J. T. Wajima, H. Yamamoto, H. Kikuchi, T. Ohnishi, S. Kobayashi
Nuclear Science and Engineering | Volume 31 | Number 1 | January 1968 | Pages 19-31
Technical Paper | doi.org/10.13182/NSE68-A18004
Articles are hosted by Taylor and Francis Online.
The microparameters including the thermal-neutron disadvantage factor, DF, the epi- to sub-Cd neutron capture ratio in 238U, ρ28, the epi- to sub-Cd fission ratio in 235U, δ25, and the ratio of the epi-Cd 238U fission to the sub-Cd 235U fission, δ28, were measured in the Ozenji Critical Facility for a seven-rod clustered nuclear superheat fuel element. The factors f, p, and ϵ were derived therefrom and the effect of 235U epithermal fissions on the neutron multiplication factor was observed to be 1.5% Δk/k. Flooding changed the individual factors f, p, and ϵ by amounts corresponding to −6.8% Δk/k, +4.7% Δk/k, and −2.9% Δk/k, respectively, yielding an overall change of −5.1% Δk/k. The maximum discrepancies between measurement and calculation are 1 to 3% for DF, ρ28 , δ25, and δ28; 0.3% Δk/k for f, p, and ϵ; and 0.4% Δk/k for the infinite multiplication factor.

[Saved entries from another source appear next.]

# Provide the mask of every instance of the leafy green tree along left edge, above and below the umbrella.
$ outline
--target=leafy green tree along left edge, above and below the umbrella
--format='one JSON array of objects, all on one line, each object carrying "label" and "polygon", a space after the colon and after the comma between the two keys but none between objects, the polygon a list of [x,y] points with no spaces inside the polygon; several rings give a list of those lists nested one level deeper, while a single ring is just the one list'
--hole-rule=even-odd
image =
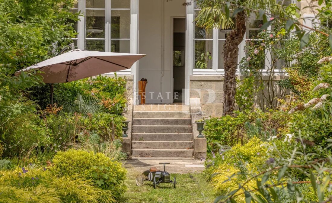
[{"label": "leafy green tree along left edge, above and below the umbrella", "polygon": [[[23,144],[32,148],[35,138],[40,140],[34,143],[45,140],[44,129],[35,119],[36,105],[26,98],[26,90],[40,84],[41,77],[34,72],[19,76],[14,73],[51,57],[72,41],[77,33],[71,22],[78,20],[78,14],[69,11],[74,3],[75,0],[0,0],[0,148],[4,146],[4,151],[11,149],[16,154],[15,149]],[[24,123],[29,123],[23,127],[36,135],[29,135],[31,140],[23,134],[29,131],[20,127]]]}]

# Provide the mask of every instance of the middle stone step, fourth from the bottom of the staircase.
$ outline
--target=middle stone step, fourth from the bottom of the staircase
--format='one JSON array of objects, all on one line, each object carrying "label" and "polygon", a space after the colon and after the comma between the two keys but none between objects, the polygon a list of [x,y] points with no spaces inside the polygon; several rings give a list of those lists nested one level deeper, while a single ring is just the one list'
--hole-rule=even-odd
[{"label": "middle stone step, fourth from the bottom of the staircase", "polygon": [[192,133],[191,126],[132,126],[132,133]]}]

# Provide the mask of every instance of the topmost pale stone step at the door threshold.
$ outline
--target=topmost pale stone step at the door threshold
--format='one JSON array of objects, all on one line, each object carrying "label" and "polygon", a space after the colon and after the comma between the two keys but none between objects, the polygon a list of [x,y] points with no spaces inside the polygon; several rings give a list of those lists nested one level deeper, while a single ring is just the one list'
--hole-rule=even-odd
[{"label": "topmost pale stone step at the door threshold", "polygon": [[190,107],[187,105],[178,104],[145,104],[135,105],[134,111],[187,111],[189,112]]}]

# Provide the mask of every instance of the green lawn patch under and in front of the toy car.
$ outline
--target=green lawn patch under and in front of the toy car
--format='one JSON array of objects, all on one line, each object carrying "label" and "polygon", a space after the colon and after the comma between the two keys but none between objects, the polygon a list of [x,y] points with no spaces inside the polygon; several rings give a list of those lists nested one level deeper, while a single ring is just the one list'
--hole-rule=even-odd
[{"label": "green lawn patch under and in front of the toy car", "polygon": [[160,183],[153,189],[149,181],[136,186],[135,176],[138,173],[129,173],[128,191],[120,200],[123,203],[210,203],[215,198],[212,186],[201,173],[171,174],[171,180],[176,177],[175,189],[171,183]]}]

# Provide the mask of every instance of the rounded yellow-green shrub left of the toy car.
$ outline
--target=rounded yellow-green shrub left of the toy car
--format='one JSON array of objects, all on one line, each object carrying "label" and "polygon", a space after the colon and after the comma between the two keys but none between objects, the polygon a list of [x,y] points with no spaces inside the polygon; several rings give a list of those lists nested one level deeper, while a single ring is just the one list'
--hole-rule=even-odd
[{"label": "rounded yellow-green shrub left of the toy car", "polygon": [[102,189],[112,190],[119,197],[125,190],[126,169],[102,153],[70,149],[58,152],[53,158],[55,174],[92,180]]}]

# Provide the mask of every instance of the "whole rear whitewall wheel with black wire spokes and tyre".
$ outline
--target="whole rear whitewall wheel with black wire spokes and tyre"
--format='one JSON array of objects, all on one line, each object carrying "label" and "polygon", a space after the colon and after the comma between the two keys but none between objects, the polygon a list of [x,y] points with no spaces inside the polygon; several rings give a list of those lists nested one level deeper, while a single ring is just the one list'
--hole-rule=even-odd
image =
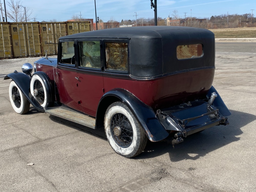
[{"label": "whole rear whitewall wheel with black wire spokes and tyre", "polygon": [[124,103],[115,102],[108,107],[104,127],[110,146],[124,157],[139,155],[147,144],[144,129]]}]

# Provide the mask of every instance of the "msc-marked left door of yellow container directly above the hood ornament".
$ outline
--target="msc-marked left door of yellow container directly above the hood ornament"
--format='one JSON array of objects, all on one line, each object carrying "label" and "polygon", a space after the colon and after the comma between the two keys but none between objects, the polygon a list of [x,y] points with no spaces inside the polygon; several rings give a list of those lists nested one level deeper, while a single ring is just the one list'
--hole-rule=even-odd
[{"label": "msc-marked left door of yellow container directly above the hood ornament", "polygon": [[54,25],[53,23],[40,23],[40,32],[42,40],[42,52],[45,55],[55,55]]}]

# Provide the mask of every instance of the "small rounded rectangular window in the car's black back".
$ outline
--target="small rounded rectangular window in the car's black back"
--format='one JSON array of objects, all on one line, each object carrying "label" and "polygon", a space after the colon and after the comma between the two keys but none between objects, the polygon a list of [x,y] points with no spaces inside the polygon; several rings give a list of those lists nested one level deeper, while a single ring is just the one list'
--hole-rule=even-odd
[{"label": "small rounded rectangular window in the car's black back", "polygon": [[179,45],[176,51],[177,59],[190,59],[203,56],[202,44]]}]

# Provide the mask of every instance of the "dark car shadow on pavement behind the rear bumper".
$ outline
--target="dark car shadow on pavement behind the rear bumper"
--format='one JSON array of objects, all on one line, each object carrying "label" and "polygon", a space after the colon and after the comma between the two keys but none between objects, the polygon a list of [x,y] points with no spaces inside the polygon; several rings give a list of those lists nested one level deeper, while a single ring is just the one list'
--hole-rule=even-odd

The calculation of the effects of flooding on f, p, ϵ, and the infinite multiplication factor agrees with the experiment to within 0.3 to 0.4% Δk/k. When performing the cell calculations, care was taken to determine how to cylinderize the unit cell to perform the one-dimensional calculations with the THERMOS code, how to select the value of the L factor to be used in the JUPITER code (modified MUFT) and how to incorporate the heterogeneous effect of fast fissions.